AbstractThis thesis provides new readings of the role of female figures as sexual agents in several different genres of male-authored, Middle High German literature between the twelfth and fourteenth centuries: Partonopier und Meliur, the Straßburger Alexander, the Eneasroman, Salman und Morolf, Wigalois, Wolfdietrich and several songs by Neidhart von Reuental. Around 1200, we begin to see Middle High German courtly romance and epic give increased space and time to the involvement and development of female figures. Looking closer at how male authors claim authority over what it means to be a woman in these textual contexts will further the discussion of how a discourse of female sexual desire that differs to male desire is created in medieval literature. At its core, this is a thesis about the treatment of women and the construction of femininity, but in exploring these gender issues, it also asks to what extent female identity and desire impacts its male counterpart. Each chapter looks at a different intersection with gender that adds an additional layer of othering to the mix.
There is a consensus that female figures can and do test gender norms, but a wide- reaching study of several secular genres of medieval German literature is yet to appear.
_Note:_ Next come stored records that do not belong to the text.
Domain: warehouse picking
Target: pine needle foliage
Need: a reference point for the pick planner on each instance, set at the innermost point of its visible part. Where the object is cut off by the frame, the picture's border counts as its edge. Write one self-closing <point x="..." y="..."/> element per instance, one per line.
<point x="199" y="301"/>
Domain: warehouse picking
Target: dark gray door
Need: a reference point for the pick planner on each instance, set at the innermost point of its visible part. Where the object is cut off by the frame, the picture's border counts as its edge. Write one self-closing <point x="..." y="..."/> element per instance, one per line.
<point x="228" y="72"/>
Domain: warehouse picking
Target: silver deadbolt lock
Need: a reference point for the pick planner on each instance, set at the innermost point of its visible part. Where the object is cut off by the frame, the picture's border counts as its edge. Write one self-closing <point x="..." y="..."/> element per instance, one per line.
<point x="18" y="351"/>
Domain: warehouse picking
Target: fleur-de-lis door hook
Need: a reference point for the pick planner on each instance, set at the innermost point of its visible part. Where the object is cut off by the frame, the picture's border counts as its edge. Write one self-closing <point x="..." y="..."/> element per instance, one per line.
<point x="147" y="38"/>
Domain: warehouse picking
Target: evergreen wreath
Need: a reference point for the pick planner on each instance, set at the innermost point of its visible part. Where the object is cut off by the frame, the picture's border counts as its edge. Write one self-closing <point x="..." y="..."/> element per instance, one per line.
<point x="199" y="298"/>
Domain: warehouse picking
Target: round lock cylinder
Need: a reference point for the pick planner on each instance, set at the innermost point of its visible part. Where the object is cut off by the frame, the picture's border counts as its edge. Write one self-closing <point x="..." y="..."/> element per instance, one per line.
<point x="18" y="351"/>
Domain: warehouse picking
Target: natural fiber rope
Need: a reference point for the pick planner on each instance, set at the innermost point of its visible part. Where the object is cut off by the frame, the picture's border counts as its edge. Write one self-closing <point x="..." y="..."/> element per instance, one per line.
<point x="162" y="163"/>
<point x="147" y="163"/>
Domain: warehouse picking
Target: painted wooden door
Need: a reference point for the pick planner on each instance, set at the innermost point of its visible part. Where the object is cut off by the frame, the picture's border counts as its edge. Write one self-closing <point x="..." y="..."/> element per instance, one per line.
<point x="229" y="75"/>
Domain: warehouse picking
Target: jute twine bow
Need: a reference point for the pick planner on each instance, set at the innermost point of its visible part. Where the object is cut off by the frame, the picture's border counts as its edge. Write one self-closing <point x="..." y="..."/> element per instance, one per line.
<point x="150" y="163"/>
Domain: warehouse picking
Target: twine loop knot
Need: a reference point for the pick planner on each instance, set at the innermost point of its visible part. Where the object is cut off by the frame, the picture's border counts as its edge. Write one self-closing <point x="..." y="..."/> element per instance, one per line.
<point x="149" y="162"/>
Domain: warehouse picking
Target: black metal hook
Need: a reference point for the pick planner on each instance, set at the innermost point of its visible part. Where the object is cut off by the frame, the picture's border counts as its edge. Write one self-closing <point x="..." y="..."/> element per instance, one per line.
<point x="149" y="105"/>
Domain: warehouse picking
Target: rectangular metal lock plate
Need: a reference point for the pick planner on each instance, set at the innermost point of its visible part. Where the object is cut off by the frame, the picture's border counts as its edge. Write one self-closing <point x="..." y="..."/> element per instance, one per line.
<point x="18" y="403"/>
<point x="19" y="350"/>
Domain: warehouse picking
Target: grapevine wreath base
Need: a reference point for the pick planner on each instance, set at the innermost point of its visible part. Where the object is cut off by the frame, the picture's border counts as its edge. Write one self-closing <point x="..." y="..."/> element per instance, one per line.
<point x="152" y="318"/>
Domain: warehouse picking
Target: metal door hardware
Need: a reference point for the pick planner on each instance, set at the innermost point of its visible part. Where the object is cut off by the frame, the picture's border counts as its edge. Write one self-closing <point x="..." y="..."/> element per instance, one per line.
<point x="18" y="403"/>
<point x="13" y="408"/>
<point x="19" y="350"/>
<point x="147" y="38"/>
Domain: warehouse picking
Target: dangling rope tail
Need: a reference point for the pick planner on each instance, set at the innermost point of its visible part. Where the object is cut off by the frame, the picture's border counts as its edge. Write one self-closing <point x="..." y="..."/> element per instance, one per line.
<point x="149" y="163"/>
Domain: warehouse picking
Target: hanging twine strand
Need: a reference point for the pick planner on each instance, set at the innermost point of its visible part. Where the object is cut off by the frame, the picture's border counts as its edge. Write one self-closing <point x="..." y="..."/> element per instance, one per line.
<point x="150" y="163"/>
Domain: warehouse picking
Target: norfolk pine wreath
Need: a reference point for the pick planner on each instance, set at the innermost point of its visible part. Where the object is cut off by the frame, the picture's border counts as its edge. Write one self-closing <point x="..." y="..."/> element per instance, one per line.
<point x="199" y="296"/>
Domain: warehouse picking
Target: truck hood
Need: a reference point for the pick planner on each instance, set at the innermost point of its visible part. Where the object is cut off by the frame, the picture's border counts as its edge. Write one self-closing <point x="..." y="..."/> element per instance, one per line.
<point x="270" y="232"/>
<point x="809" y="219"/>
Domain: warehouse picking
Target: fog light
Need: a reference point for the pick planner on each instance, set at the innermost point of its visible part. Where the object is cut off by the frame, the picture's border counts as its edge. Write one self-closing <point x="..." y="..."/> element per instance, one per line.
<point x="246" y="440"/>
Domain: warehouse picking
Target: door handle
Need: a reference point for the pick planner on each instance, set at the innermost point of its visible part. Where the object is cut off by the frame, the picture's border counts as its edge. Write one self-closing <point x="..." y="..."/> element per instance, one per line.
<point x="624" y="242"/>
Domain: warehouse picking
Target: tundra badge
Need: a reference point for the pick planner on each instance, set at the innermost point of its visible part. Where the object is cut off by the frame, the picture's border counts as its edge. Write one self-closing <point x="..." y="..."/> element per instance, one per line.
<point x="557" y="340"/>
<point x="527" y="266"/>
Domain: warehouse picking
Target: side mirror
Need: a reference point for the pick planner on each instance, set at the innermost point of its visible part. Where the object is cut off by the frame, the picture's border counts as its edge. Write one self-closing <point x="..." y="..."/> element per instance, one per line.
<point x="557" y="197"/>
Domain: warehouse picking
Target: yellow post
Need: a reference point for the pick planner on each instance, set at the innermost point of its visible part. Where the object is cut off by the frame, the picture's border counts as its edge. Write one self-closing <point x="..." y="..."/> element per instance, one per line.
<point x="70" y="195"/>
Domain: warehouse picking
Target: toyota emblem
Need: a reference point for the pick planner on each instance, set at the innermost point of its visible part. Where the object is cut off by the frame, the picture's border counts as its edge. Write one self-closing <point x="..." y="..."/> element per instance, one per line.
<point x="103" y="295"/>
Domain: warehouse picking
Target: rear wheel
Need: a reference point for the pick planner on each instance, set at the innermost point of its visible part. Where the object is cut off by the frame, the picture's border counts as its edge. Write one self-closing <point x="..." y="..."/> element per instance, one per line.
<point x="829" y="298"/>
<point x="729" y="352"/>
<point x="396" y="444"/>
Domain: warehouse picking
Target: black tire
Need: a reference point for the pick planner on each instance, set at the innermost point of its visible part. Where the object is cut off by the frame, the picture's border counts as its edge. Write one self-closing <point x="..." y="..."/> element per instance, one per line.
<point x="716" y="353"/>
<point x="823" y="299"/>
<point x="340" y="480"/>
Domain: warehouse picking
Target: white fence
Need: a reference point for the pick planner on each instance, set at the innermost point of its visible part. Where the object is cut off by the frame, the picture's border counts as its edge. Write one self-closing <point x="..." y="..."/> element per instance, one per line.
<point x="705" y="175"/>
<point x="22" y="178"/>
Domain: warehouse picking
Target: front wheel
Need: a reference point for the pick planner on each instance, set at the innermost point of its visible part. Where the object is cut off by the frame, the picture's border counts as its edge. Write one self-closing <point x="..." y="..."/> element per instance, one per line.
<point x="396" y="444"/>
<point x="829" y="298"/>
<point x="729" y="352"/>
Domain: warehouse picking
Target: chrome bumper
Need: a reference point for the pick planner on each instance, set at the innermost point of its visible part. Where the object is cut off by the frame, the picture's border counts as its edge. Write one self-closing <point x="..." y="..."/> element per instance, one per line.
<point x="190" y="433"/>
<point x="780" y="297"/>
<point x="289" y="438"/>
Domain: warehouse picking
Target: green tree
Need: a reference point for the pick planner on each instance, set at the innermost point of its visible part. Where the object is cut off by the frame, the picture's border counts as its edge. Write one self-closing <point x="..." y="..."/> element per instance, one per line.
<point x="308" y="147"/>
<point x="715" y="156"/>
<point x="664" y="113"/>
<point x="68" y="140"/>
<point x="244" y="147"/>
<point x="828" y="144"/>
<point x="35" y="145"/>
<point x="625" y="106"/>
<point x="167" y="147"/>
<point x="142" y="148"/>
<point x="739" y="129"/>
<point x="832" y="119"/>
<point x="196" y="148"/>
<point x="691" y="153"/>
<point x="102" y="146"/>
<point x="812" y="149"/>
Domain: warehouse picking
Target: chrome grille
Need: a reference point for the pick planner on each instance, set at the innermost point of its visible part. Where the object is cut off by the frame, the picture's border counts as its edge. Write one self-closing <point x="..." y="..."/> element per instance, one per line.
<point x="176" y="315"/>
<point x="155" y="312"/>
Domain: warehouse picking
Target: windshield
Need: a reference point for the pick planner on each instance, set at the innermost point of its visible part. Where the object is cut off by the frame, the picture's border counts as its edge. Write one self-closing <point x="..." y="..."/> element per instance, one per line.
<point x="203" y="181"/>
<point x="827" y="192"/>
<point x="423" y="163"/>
Such a study will not only help to broaden the understanding of the function of female figures within medieval literature more broadly but will also pay due scholarly attention to the intersections between and constructions of gender, sexuality, and agency and how these constructs are formed by a process of desire.
Whether they realized it or not – the male authors exploring the agency and desire of these female figures ask their audience to think on how the feminine is configured, and – more broadly – how identity is formed. Placing women at the heart of the question of agency is essential to understanding how agency is enacted within the patriarchal systems within and beyond the pages of the medieval text.